Message  Mal' le Lun 5 Fév 2018 - 14:40

NB : Oui, en gros, je remonte le sujet pour susciter l'activité.
Inutile de t'en excuser.
Je vais faire preuve d'une immodestie rare
C'est tout toi, surtout ne change rien.
mais nous avons ici un vrai morceau de pensé.
J'agrée. En le relisant pour le coup de ta remonte, j'ai - en toute modestie là - senti des accents straussiens, le Libéralisme antique et moderne, à ta démarche. Je sais pourtant que tu l'as lu après, si seulement tu l'as lu.
Naturellement, je changerai des choses - je plains ceux qui ne sont pas familier des références antiques, c'est illisible sans
Je n'ai pas tes références, néanmoins ...
- mais l'angle d'approche est pour le moins original et rare.
Pour ma part, je n'en ai jamais rencontré de tel.
Mais il me faut être honnête, l'article en dit plus long sur moi que sur Machiavel - à cet égard, la citation de fin est éclairante.

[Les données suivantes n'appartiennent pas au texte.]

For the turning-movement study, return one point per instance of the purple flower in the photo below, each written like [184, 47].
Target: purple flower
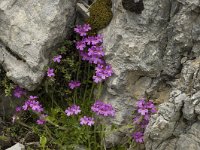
[144, 123]
[80, 45]
[74, 84]
[94, 40]
[18, 109]
[42, 119]
[50, 72]
[143, 111]
[87, 121]
[18, 92]
[101, 108]
[141, 103]
[14, 118]
[82, 29]
[33, 105]
[73, 110]
[33, 97]
[102, 72]
[57, 58]
[138, 137]
[137, 119]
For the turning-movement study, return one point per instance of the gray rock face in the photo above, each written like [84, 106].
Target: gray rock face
[17, 146]
[156, 54]
[28, 31]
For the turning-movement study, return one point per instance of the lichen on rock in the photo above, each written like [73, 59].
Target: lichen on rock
[100, 14]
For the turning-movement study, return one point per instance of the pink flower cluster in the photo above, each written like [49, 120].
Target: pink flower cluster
[144, 110]
[91, 49]
[87, 121]
[103, 109]
[99, 107]
[33, 104]
[19, 92]
[73, 110]
[74, 84]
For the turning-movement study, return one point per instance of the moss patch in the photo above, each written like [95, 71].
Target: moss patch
[100, 14]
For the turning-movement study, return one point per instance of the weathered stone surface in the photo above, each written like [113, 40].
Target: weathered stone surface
[17, 146]
[153, 54]
[28, 31]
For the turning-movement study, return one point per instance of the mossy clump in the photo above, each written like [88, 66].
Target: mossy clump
[100, 14]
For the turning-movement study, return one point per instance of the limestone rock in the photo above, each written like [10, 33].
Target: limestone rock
[17, 146]
[28, 32]
[156, 53]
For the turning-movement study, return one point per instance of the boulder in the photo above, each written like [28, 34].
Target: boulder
[29, 30]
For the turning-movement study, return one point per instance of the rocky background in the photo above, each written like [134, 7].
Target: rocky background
[155, 54]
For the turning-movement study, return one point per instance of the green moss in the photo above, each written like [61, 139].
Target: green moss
[100, 14]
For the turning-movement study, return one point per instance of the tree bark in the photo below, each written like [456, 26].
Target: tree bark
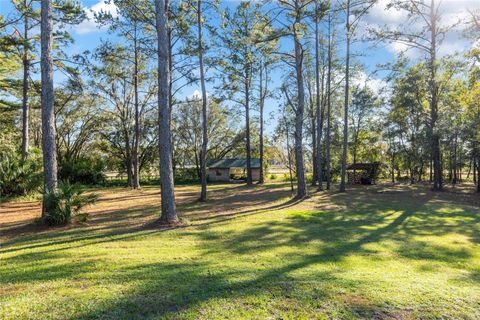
[203, 155]
[329, 76]
[318, 112]
[478, 173]
[136, 147]
[247, 127]
[26, 75]
[299, 114]
[169, 214]
[262, 105]
[437, 166]
[47, 97]
[345, 119]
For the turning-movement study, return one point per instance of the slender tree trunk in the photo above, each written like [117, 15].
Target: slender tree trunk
[247, 128]
[329, 78]
[48, 112]
[169, 214]
[299, 114]
[437, 166]
[289, 156]
[26, 75]
[262, 105]
[318, 112]
[478, 173]
[393, 167]
[345, 119]
[203, 155]
[454, 164]
[313, 124]
[136, 146]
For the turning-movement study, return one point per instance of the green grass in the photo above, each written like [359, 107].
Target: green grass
[404, 254]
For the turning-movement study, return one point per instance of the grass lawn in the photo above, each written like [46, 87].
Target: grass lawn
[250, 253]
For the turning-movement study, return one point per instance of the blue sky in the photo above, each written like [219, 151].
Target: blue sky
[88, 36]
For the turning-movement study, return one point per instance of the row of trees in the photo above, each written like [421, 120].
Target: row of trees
[125, 100]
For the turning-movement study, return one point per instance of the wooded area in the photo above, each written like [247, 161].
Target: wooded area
[309, 98]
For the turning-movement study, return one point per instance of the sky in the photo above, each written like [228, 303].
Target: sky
[88, 36]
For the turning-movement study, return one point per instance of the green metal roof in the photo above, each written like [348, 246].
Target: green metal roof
[232, 163]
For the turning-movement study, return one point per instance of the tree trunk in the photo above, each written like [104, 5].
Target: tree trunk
[262, 105]
[169, 214]
[288, 155]
[345, 119]
[26, 75]
[203, 155]
[247, 128]
[313, 124]
[301, 185]
[329, 76]
[48, 113]
[319, 119]
[136, 146]
[478, 173]
[393, 167]
[437, 166]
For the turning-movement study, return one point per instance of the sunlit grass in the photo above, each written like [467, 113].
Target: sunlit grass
[252, 253]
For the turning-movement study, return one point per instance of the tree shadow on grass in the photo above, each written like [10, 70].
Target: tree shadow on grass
[168, 290]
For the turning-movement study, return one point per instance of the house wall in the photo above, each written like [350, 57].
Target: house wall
[218, 175]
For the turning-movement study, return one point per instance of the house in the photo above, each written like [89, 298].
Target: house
[363, 173]
[226, 170]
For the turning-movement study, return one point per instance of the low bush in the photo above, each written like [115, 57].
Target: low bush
[66, 203]
[17, 177]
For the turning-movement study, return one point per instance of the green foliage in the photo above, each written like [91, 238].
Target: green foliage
[84, 170]
[19, 177]
[66, 203]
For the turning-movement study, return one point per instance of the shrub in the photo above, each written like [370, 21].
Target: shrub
[19, 177]
[88, 171]
[66, 203]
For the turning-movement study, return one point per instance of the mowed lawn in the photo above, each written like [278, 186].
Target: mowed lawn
[250, 253]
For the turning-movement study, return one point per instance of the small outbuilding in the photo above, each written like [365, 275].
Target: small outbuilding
[226, 170]
[363, 173]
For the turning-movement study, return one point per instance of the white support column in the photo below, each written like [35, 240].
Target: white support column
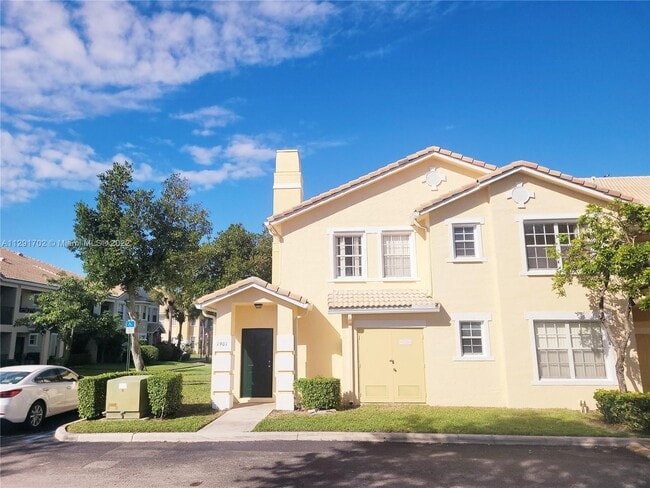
[222, 363]
[12, 344]
[347, 343]
[45, 347]
[14, 334]
[285, 363]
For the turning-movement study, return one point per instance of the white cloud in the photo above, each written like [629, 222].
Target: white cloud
[203, 155]
[31, 162]
[246, 157]
[71, 60]
[209, 117]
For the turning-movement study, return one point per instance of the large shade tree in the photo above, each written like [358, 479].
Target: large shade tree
[68, 309]
[610, 257]
[135, 239]
[234, 254]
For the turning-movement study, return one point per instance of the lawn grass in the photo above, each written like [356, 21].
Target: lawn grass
[447, 420]
[195, 411]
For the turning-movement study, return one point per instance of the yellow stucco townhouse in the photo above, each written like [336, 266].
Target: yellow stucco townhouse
[426, 281]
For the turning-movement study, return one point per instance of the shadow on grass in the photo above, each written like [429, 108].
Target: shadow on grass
[406, 465]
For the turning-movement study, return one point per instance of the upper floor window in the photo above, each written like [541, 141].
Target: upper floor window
[542, 237]
[465, 239]
[396, 255]
[348, 256]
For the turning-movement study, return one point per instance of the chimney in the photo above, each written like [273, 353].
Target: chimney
[287, 180]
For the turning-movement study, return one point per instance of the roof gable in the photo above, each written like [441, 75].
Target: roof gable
[383, 172]
[275, 292]
[581, 185]
[17, 266]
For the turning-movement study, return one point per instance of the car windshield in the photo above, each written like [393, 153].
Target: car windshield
[12, 377]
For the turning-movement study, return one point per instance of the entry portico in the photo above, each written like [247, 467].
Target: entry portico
[254, 343]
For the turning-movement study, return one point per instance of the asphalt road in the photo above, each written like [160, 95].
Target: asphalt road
[45, 462]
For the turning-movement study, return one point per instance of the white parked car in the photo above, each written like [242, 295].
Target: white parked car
[30, 393]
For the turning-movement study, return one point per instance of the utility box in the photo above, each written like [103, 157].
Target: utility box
[127, 398]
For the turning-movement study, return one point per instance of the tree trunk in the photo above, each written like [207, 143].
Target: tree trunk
[171, 311]
[136, 352]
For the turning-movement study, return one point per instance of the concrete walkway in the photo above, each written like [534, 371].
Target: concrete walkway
[242, 418]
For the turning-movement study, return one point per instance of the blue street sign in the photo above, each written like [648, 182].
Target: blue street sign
[130, 326]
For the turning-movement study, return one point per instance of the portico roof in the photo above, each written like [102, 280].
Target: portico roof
[274, 292]
[380, 300]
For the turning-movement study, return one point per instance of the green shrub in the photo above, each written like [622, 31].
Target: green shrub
[79, 358]
[321, 393]
[149, 354]
[168, 352]
[165, 392]
[630, 409]
[92, 393]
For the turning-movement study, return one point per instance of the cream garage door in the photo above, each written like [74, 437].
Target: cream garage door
[391, 365]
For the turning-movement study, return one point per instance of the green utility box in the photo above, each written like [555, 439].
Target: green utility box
[127, 398]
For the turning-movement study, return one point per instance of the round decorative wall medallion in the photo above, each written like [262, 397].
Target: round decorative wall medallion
[521, 195]
[433, 178]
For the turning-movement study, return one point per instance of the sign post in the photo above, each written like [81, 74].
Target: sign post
[130, 330]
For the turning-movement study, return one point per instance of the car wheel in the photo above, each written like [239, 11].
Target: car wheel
[35, 415]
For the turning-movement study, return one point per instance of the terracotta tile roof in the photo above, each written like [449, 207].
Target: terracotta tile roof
[588, 183]
[636, 186]
[369, 300]
[17, 266]
[252, 282]
[411, 158]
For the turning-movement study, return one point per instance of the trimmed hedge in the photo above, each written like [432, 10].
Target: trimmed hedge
[92, 393]
[149, 354]
[165, 392]
[630, 409]
[320, 393]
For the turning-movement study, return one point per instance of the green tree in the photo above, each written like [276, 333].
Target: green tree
[68, 309]
[233, 255]
[136, 240]
[610, 257]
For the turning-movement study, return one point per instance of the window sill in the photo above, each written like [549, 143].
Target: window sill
[575, 382]
[539, 272]
[473, 358]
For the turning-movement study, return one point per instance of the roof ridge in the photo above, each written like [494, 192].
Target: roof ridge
[380, 172]
[22, 255]
[515, 165]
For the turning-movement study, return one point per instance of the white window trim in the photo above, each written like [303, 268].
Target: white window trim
[522, 219]
[477, 222]
[484, 318]
[589, 316]
[380, 252]
[341, 232]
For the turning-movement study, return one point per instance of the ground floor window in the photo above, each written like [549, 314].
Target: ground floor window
[570, 350]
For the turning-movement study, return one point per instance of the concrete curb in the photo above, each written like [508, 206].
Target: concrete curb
[634, 444]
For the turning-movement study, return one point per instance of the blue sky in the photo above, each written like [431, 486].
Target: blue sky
[212, 89]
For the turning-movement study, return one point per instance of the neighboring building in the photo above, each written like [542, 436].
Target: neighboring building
[151, 328]
[196, 333]
[426, 281]
[21, 280]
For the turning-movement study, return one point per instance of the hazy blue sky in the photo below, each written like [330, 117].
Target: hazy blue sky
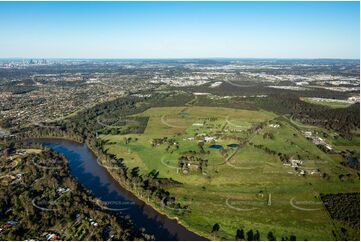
[180, 29]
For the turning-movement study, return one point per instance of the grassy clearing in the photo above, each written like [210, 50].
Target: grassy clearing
[235, 188]
[332, 103]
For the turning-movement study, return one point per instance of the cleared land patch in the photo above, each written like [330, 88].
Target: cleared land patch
[238, 168]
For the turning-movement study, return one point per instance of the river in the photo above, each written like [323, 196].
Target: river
[85, 168]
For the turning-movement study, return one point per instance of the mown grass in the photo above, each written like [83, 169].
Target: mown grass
[250, 172]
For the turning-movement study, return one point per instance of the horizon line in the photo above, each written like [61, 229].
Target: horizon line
[181, 58]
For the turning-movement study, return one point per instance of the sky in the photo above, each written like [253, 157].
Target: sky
[180, 30]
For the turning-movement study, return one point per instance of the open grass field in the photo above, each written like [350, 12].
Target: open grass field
[243, 186]
[333, 103]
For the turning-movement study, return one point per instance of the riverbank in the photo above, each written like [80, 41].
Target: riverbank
[151, 208]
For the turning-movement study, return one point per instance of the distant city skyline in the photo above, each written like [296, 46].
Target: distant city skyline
[176, 30]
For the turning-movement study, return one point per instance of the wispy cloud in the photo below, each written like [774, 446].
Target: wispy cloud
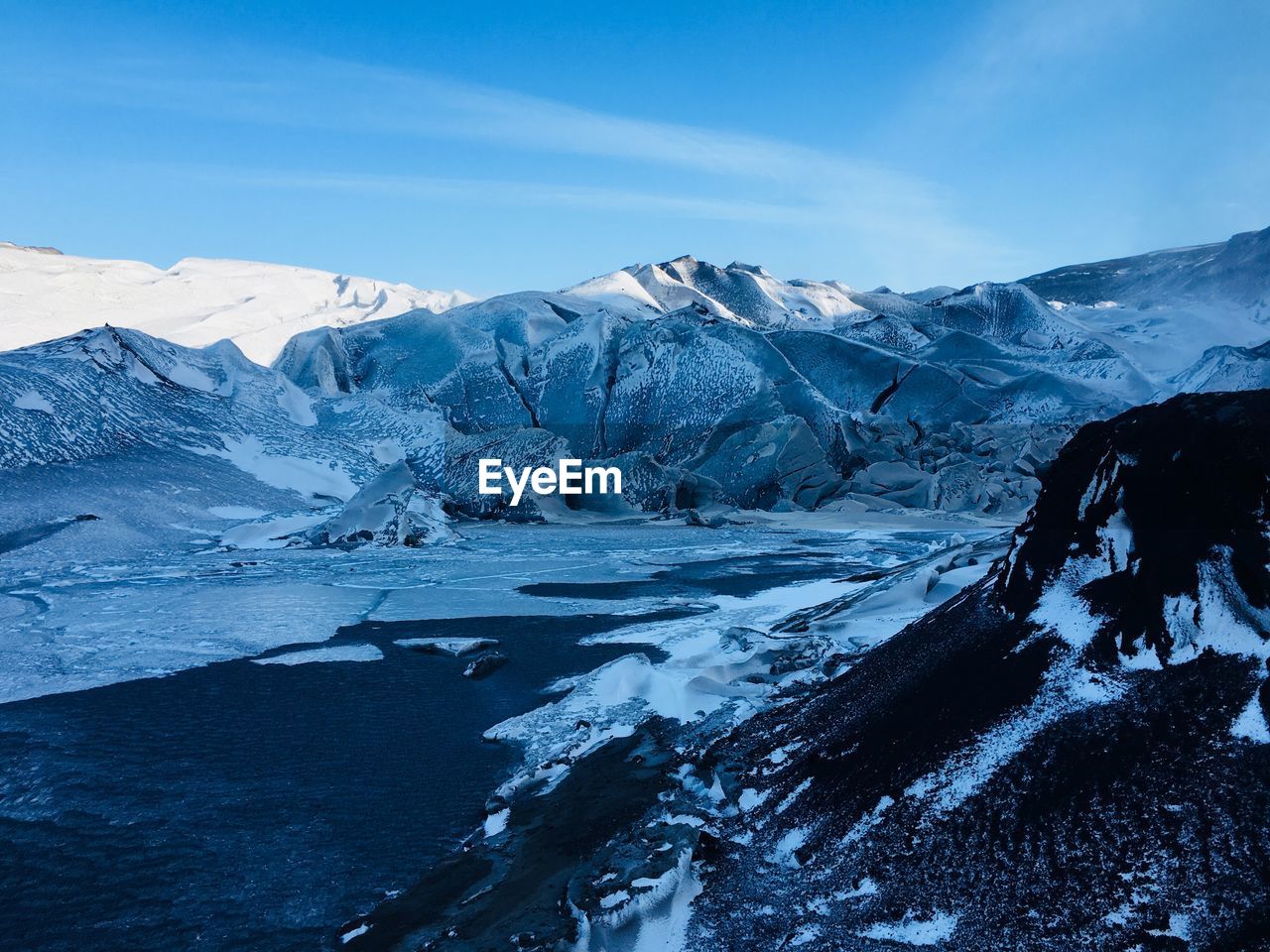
[848, 199]
[506, 191]
[1019, 46]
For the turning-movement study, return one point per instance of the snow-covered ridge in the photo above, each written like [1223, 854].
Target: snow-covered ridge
[46, 295]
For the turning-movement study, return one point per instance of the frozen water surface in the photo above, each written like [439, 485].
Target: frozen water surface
[160, 789]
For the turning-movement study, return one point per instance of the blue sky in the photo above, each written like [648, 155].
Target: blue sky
[506, 146]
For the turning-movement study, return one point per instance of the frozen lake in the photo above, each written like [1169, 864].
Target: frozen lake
[162, 789]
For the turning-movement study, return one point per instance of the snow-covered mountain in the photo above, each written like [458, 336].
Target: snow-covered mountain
[1070, 754]
[198, 301]
[705, 385]
[1166, 307]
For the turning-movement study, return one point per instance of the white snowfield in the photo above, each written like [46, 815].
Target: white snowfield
[195, 302]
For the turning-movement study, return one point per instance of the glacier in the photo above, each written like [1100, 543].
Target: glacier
[829, 498]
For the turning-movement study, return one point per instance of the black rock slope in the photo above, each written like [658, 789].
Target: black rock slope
[1074, 754]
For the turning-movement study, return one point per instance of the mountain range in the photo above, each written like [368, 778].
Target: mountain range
[708, 386]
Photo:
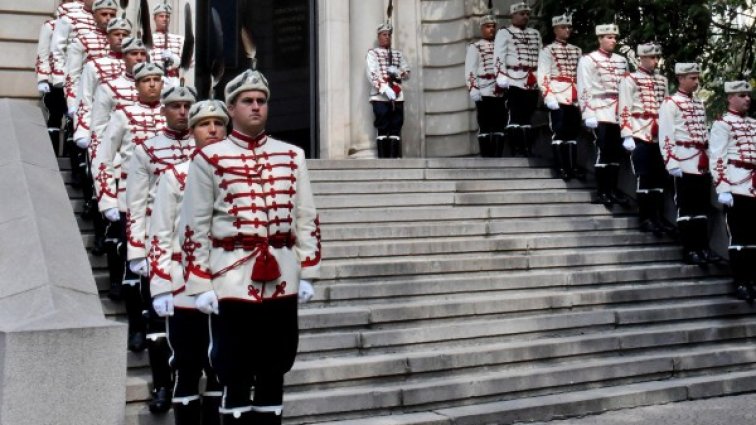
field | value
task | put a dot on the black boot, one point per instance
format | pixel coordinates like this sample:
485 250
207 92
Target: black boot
189 413
486 145
162 380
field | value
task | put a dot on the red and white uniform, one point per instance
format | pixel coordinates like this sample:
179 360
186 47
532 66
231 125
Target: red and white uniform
480 72
166 272
683 138
72 23
557 72
152 159
96 72
732 145
378 61
640 95
128 127
516 55
249 226
85 47
598 79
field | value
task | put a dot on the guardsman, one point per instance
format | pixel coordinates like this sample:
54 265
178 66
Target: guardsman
386 71
129 126
188 330
480 77
599 73
250 242
166 47
732 154
640 95
516 50
683 141
557 77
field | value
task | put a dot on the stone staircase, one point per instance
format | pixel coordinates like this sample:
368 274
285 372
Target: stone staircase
471 291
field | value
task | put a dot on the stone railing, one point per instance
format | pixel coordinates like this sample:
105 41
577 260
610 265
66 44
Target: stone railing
61 361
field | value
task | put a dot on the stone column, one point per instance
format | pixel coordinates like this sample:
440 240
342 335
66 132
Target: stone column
364 18
333 74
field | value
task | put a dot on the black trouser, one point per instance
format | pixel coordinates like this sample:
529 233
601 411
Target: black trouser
55 103
254 343
521 104
491 114
565 126
693 199
609 155
742 232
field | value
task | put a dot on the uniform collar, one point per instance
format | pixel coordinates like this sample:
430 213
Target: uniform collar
249 141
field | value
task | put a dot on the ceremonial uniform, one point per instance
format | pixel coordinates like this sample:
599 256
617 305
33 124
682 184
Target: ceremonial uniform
640 95
249 233
683 141
516 59
386 71
52 97
557 78
480 77
598 79
733 166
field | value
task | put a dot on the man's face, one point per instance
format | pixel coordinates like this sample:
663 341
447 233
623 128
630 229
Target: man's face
521 19
739 102
649 63
161 21
133 57
209 130
608 42
688 82
488 31
562 32
384 39
115 38
249 112
102 16
148 88
176 115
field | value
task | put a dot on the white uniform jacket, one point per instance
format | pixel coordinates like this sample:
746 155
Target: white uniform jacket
683 138
732 145
640 95
598 84
480 72
378 62
150 160
516 55
96 72
557 72
128 127
249 228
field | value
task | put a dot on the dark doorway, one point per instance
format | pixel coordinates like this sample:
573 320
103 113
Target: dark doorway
285 34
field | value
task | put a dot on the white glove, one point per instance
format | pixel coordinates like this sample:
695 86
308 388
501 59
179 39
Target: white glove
725 198
629 144
207 302
306 291
388 92
43 87
83 142
112 214
552 104
475 95
163 304
502 81
139 266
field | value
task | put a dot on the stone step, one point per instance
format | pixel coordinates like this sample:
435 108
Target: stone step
574 403
447 392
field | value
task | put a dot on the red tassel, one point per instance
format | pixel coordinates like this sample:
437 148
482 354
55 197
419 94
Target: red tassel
266 267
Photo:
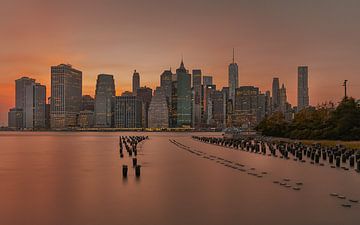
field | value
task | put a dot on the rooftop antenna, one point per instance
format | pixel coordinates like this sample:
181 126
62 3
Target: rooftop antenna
345 87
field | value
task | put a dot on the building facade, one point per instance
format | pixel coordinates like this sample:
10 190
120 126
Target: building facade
66 95
136 82
128 112
158 110
303 88
183 102
104 101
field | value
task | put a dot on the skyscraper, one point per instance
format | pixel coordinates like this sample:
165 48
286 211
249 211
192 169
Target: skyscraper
233 78
275 94
104 100
158 110
39 106
136 82
24 99
145 95
66 93
207 80
303 88
127 113
183 108
197 95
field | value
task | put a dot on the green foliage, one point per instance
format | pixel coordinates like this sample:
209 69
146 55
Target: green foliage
322 122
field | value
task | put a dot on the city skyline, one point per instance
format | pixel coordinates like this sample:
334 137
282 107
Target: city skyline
270 39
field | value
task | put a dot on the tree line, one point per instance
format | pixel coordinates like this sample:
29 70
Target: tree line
325 122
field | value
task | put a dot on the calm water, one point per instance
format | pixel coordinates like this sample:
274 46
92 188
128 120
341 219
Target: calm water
75 178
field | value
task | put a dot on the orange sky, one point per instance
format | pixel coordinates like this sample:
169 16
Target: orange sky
271 38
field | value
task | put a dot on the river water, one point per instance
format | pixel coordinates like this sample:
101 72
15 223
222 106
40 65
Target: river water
76 178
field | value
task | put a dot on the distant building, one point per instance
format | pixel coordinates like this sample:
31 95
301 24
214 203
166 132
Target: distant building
218 102
207 80
303 88
136 82
233 78
87 103
39 106
275 94
158 110
15 118
86 119
197 95
66 94
208 104
183 92
104 101
145 95
128 112
250 107
24 96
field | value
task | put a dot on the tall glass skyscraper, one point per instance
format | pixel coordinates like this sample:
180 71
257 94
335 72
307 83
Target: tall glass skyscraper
233 79
104 100
275 94
66 94
197 95
303 87
183 93
136 82
158 110
24 99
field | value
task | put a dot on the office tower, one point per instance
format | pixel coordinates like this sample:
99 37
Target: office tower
15 118
268 103
166 84
197 95
104 100
249 107
303 88
233 78
183 103
24 99
283 99
136 82
275 94
66 94
86 119
158 110
39 106
127 113
218 103
207 80
87 103
145 95
208 104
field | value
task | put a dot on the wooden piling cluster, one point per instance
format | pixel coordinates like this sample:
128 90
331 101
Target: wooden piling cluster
130 145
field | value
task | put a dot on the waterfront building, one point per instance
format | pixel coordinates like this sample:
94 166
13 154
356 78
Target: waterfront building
24 99
128 112
87 103
145 95
183 101
104 100
158 110
15 119
66 94
233 78
135 82
197 95
303 88
86 119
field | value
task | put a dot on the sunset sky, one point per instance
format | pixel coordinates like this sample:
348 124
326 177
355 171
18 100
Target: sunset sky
270 37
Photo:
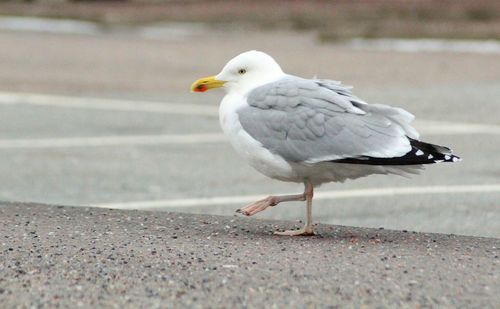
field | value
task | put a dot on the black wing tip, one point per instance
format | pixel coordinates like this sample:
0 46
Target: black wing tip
421 153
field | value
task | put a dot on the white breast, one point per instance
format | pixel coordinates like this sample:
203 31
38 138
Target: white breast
247 147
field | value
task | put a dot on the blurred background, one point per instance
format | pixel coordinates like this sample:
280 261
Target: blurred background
95 107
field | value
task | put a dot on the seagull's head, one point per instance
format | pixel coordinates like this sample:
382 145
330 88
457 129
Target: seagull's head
242 73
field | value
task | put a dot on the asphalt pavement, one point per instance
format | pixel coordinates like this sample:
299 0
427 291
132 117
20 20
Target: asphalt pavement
55 256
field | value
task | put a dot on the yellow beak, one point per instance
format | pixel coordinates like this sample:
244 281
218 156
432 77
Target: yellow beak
206 83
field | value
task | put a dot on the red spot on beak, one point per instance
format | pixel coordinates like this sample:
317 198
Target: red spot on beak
201 88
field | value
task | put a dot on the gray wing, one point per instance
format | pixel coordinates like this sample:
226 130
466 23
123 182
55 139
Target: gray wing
320 120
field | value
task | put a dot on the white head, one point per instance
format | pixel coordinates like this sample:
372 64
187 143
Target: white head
242 73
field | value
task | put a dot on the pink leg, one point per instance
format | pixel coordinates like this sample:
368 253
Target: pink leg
307 230
270 201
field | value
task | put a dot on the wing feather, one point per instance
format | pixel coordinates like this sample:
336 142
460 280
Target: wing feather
318 120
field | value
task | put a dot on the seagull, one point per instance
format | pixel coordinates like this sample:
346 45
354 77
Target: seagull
311 131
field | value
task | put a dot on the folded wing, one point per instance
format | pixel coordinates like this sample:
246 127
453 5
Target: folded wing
312 121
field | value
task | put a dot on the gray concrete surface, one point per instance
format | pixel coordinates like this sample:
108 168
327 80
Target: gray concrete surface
453 87
73 256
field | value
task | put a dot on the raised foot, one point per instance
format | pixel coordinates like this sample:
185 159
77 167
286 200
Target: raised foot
302 232
258 206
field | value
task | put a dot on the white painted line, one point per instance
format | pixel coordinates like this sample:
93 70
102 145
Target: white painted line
427 45
11 98
112 141
321 195
50 25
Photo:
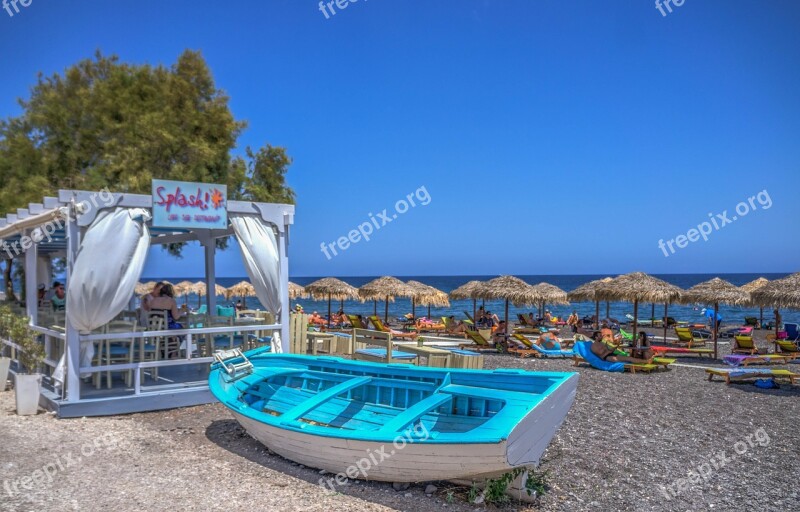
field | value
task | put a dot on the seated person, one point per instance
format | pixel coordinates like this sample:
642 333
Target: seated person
608 335
454 326
166 302
549 341
59 298
605 352
316 319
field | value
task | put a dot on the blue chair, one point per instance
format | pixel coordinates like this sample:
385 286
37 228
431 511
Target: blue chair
792 332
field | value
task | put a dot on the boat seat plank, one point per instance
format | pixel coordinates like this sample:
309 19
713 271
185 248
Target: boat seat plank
302 408
416 411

Je suis presque surpris (à mon tour) que certain ne l'ait pas décelé.
D'accord, il y a l'historiophilie antique romaine, et dans le déroulé tu dis dès le troisième paragraphe : "J’aime à voir dans Machiavel un homme préférant la vertu romaine à la gloriole et l’honneur à l’argent, un homme au-dessus du machiavélisme dont on l’affuble." C'est peut-être parce que cela crie dans le texte, que personne ne fit la remarque.

Sur Machiavel, nous pourrions toujours dire, par exemple, et puisque tu termines là-dessus, qu'il y a quelque chose de proto-maurrassien - sans maurrassisme, du reste, - à son exigence de relier le culte à l'incorruption. Néanmoins, tout autant, c'était une façon, à l'époque, de se garantir devant la doxa ecclésiale, par-devers tous ses stratagèmes princiers si peu christiques, quoi que parfaitement pratiqués dans l’Église, et pas que dans l’Église.
Nul ne tolère être déshabillé devant tous. Le roi nu se croyait vêtu, pour quoi il se présenta nu. Mais, si l'on fait d'emblée savoir au roi qu'il est nu, aussitôt il cherchera à se rhabiller en faisant condamner son révélateur.

Sur quoi ça n'est pas si romain, en terme d'honneur. Sauf si Machiavel ne fut pas proto-maurrassien, et qu'il jugea en effet nécessaire quelque sens du sacré à la santé d'un règne.